To nie ma Pan zbyt wiele czasu dla rodziny...

- Robię, co mogę. W polskich realiach nauczyciel nie utrzyma rodziny z jednej pensji. W gimnazjum zarabiam ok. 2,5 tys. Gdyby żona nie pracowała, byłoby nam ciężko. Tym bardziej że mamy dwóch synów: Maciek ma osiem lat, a Wojtek - dziesięć miesięcy. Najgorzej było pięć lat temu, kiedy oprócz chemii miałem zacząć uczyć informatyki. Najpierw sam musiałem nauczyć się mnóstwa rzeczy. Teraz też w domu spędzam czas głównie przed komputerem. Żona nie ma ze mną lekko. Na szczęście sama jest nauczycielką.

Co poradziłby Pan młodemu nauczycielowi?

- Żeby był wytrwały. Zwłaszcza gdy doskwierają mu małe zarobki i zderza swą pasję ze szkolną biurokracją. Musi pozwolić sobie na odrobinę szaleństwa i zadbać o swą wiedzę. Trzeba też umieć przekazać ją uczniom.

Jak Pan ją przekazuje?

- Na informatyce można sobie pozwolić na otwartość, kontrolowany luz. Bardzo dużo robimy poza lekcjami: na przerwach, kółkach i coraz więcej przez internet. W sieci sprawdzam im teksty, prezentacje. Dzięki internetowi mamy ze sobą kontakt praktycznie przez cały czas. Zaangażowanie uczniów dodaje mi energii, przy nich nabieram prędkości.

Podchodzą na przerwach, pytają?

- Tak. Niestety, coraz częściej ich przepraszam i proszę, by przyszli na następnej przerwie, bo muszę wypełnić formularz albo napisać jakieś sprawozdanie.

Sprawozdanie?

- Szkoły opanowała papieromania. Wszystko trzeba udokumentować. To ogromna strata czasu, który moglibyśmy poświęcić uczniom. 12 lat temu, gdy zaczynałem pracę, szkoła była lepiej zorganizowana. Młodzież w siódmych i ósmych klasach podstawówki wyciszała się, bo musiała podjąć ważną życiową decyzję i wybrać szkołę średnią. Teraz młodzi ludzie nie czują powagi sytuacji, a do gimnazjum przechodzi się automatycznie. A lekcje w klasach, które liczą ponad 32 osoby, to prawdziwa orka. Horror.

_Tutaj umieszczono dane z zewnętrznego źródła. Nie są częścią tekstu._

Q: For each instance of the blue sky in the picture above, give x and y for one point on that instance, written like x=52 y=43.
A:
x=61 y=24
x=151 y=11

Pana recepta na przetrwanie w szkole?

- Optymizm.

Jacek Świerkocki, nauczyciel chemii, matematyki i informatyki z gimnazjum nr 2 w Żorach został Nauczycielem Roku 2005. Konkurs zorganizowały tygodnik "Głos Nauczycielski" i MEN. Pokonał 60 nauczycieli z całej Polski.